—Siempre queda espontaneidad. Otro consejo: Si te invitan a hacerte masón, no digas que no: acepta, pero sin entusiasmo. Si nadie te invita, no te presentes tú.

—Muy bien.

—Segundo consejo. Ahora no; pero si más tarde tienes algo importante que guardar, lo llevas al caserío Ithurbide, de Bidart, y lo dejas en el armario de mi cuarto. Siempre ve solo y aprende a guiar un cochecito.

—Sé guiar.

—Iturri tiene un tílburi, y te lo prestará siempre que lo necesites.

—Muy bien.

—Es importante en muchas ocasiones no tener más testigo que un caballo. Ahora nos vamos a quedar de acuerdo en los medios de correspondencia entre nosotros dos. Asunto de familia, sin importancia: carta corriente. Asunto político reservado, pero sin trascendencia: papel blanco y tinta simpática. Asunto político importante: papel amarillento, carta con plantilla número uno y tinta simpática. Asunto importantísimo: carta con papel azulado, con plantilla número dos y tinta simpática.

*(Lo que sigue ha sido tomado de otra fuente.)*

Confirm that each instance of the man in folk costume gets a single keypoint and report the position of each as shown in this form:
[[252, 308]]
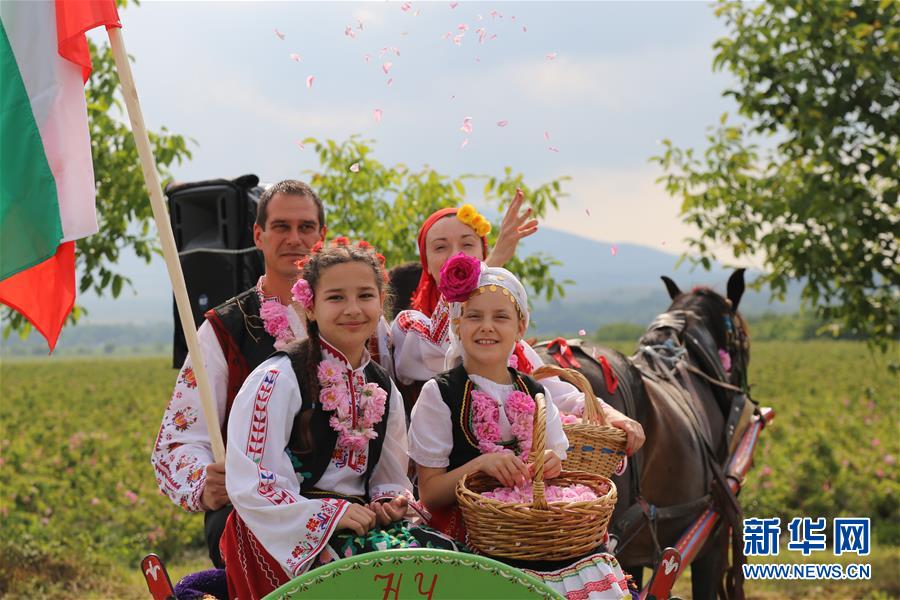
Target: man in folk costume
[[235, 338]]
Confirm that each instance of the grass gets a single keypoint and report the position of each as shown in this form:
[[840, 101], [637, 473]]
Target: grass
[[79, 505]]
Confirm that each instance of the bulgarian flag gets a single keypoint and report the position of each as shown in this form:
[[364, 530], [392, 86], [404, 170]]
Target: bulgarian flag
[[47, 190]]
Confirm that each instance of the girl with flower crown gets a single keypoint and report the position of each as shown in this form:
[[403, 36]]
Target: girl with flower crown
[[316, 461], [478, 416], [421, 336]]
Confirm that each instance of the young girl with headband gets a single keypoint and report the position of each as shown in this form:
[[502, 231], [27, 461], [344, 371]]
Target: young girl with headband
[[316, 461], [479, 414], [421, 336]]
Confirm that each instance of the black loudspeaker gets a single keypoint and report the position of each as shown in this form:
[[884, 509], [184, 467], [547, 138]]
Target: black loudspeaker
[[213, 226]]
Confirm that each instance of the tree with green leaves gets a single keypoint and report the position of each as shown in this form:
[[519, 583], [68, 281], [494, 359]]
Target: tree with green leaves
[[808, 179], [387, 205], [123, 207]]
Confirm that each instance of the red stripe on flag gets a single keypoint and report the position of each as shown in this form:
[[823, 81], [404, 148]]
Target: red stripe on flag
[[45, 293], [73, 18]]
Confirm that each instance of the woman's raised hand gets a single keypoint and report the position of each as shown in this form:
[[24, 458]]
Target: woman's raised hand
[[514, 227], [358, 519], [506, 468]]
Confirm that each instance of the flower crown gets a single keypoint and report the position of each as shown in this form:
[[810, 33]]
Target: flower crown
[[302, 292], [471, 217]]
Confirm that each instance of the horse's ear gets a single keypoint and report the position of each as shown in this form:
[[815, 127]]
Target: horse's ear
[[674, 292], [736, 288]]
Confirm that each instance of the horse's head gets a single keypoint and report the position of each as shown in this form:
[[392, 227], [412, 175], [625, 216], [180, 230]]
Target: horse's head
[[704, 309]]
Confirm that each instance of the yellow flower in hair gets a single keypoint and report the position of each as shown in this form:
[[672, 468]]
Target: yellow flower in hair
[[467, 214], [481, 226]]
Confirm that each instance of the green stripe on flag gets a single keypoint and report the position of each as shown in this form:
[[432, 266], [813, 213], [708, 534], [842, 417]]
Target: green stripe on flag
[[30, 227]]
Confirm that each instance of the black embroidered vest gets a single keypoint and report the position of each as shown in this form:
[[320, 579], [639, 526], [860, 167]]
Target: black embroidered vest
[[456, 392], [312, 462], [244, 341]]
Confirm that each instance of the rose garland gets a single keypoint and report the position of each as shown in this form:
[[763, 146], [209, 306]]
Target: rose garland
[[335, 396], [519, 408]]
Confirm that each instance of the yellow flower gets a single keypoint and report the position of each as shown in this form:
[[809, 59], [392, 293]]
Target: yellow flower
[[467, 214]]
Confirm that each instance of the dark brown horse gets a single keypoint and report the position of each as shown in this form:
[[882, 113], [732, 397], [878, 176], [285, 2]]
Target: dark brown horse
[[670, 481]]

Aviraneta me dió dos frasquitos de la tinta simpática, las plantillas una y dos, y me explicó su uso.

—También convendría—concluyó diciendo—que escribieras un diario contando todo lo que vayas viendo, y haciendo una biografía de cuantas personas conozcas. Si haces esto que te aconsejo, nunca pongas nombres, sino anagramas.